I'm confused by your comment -
Are you referring to my images - an attempt at humor by someone with a basic and serviceable knowledge of computers...
Or are you referring to the article by Chris Hoffman - one of the most well-known and well-regarded writers on the tech websites and blogs ?
Seconding Whitson's article from Lifehacker. I used that solely to build the desktop I'm currently typing this message on. In fact, the whole series of articles is absolutely fantastic for getting started with desktop building! Once I can afford to, I'd love to build another one just because.
Computer geeks would do us all a big favor if they would stop telling people that "it's easy". It's only easy if EVERYTHING goes right. So what's a new builder to do when he assembles everything as you suggest and then finds it won't POST? Right . . . a brick-wall dead-end problem. Go back to the store and be told that for only $80 they will look into it. As other posts here indicate, there are lots of ways to screw it up.
Instead, use Google and try to figure out what part is broken. Then get that part replaced - for free.
Using Google and following instructions is a basic skill. But if you can't/don't want to do that, well, yes, then you don't want to build a computer yourself.
The article intentionally makes it sound exactly that building a PC computer is as easy as placing parts in, like building Lego shit. That's what is bullshit. I know the guy knows his shit, I read his past articles and have learnt, but by writing that article an implication arises that he doesn't. That's odd.

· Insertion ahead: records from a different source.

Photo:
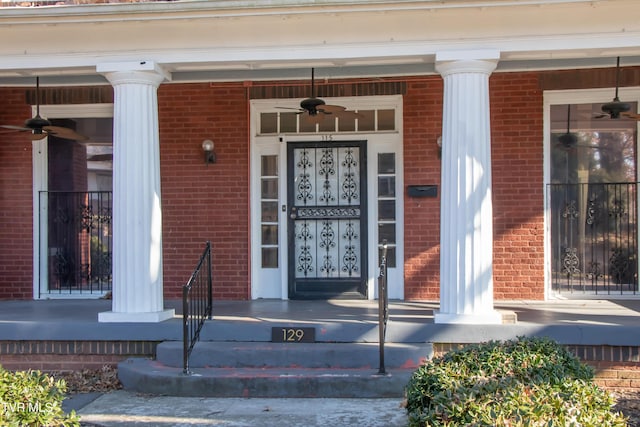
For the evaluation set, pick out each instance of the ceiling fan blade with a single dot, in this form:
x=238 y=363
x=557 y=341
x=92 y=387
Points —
x=21 y=128
x=349 y=114
x=330 y=109
x=630 y=115
x=100 y=157
x=313 y=118
x=289 y=108
x=66 y=133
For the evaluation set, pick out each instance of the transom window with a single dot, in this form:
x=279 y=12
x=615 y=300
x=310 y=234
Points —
x=381 y=120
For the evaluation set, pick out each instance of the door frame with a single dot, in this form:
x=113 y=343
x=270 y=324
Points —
x=273 y=283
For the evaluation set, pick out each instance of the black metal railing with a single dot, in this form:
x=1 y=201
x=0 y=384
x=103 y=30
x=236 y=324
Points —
x=197 y=302
x=77 y=241
x=383 y=305
x=594 y=238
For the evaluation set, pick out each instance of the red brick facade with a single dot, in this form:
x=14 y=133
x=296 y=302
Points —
x=203 y=202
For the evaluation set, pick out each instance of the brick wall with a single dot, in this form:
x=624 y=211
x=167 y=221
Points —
x=422 y=127
x=16 y=205
x=517 y=160
x=211 y=202
x=70 y=355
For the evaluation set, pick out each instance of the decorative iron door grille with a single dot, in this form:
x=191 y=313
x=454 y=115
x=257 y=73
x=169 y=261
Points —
x=78 y=241
x=327 y=219
x=594 y=238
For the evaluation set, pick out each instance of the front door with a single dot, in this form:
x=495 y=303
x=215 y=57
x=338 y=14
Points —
x=327 y=219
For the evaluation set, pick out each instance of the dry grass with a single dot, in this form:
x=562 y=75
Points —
x=106 y=379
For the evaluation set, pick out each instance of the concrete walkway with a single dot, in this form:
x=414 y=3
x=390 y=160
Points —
x=122 y=408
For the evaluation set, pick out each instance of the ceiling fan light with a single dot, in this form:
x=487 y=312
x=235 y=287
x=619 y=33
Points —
x=311 y=104
x=37 y=123
x=615 y=108
x=568 y=140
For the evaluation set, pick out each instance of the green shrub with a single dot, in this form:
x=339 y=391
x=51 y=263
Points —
x=31 y=398
x=523 y=382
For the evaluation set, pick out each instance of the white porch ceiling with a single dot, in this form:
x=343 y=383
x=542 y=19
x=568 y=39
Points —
x=233 y=40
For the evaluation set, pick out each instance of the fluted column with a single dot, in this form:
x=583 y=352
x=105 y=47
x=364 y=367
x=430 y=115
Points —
x=466 y=239
x=137 y=213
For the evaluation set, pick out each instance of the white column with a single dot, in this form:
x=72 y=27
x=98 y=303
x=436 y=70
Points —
x=137 y=294
x=466 y=237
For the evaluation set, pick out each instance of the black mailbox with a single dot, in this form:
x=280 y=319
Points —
x=422 y=190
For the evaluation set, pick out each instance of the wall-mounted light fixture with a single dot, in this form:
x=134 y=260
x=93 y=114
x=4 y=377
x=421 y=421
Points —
x=209 y=154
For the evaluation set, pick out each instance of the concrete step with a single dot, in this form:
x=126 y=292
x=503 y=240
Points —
x=261 y=369
x=307 y=355
x=149 y=376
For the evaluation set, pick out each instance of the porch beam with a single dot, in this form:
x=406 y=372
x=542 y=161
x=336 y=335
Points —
x=466 y=240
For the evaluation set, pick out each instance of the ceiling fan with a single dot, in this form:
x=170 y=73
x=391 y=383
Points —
x=617 y=109
x=569 y=140
x=316 y=109
x=39 y=128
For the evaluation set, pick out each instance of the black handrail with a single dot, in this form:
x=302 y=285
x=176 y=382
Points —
x=383 y=305
x=197 y=302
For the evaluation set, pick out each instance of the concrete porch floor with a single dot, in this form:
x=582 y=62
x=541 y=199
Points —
x=570 y=321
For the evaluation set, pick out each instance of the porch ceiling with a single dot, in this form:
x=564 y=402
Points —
x=232 y=40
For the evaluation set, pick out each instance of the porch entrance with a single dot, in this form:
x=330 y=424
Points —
x=327 y=221
x=73 y=210
x=593 y=202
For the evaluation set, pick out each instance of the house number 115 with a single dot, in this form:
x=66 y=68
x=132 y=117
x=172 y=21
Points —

I always like to purchase my parts from a local computer store if possible and have them mount the CPU and cooling fan to the board to save me the hassle. I can do it myself, but I cringe about having to install one of these flat-pinned CPUs. Too easy to mess things up.
I have been building myself PC's since 1987. When I got out of the Air Force and started to go to college I needed a PC to do my homework on. I could not afford a new computer in a fancy box. My buddies that worked for a local reseller told me to just buy a component a week until I had all the parts to finish the build. So I bought an Archy Turbo XT Motherboard. Then I bought the AMD 12Mhz turbo XT. Then I was given an old IBM AT Case, Herculie's graphics card, yellow CRT monitor an MFM Hard disk controller, 1 5.25" floppy and 1 720k 3.5 Floppy drive and 2 20 Megabyte Seagate MFM Hard drives. I put that together with a copy of like dos 3.0, word perfect, Lotus 123 and D Base and I was living large. Then I bought a 300baud modem and started to log on to CompuServe and various dial up bulletin boards (Fido net). I used to buy computer shopper magazine that had all the BBS phone numbers listed. I even tried a robo dialer program to discover non published bbs' It was all fun times back then. I still put some PC's together but I am finding it easier to just pickup a white box bare bones system on eBay or Craigslist already put together and cheaper than I would cost me to buy the separate components. Back in the day I would put together computers and sell them using classified adds in the news paper. I used to even go to Sears and buy Packard Bells that were returns at 1/4 of the retail price. I would refurbish them and flip them like cars. Oh those were the good old days when you could make money flipping PC's.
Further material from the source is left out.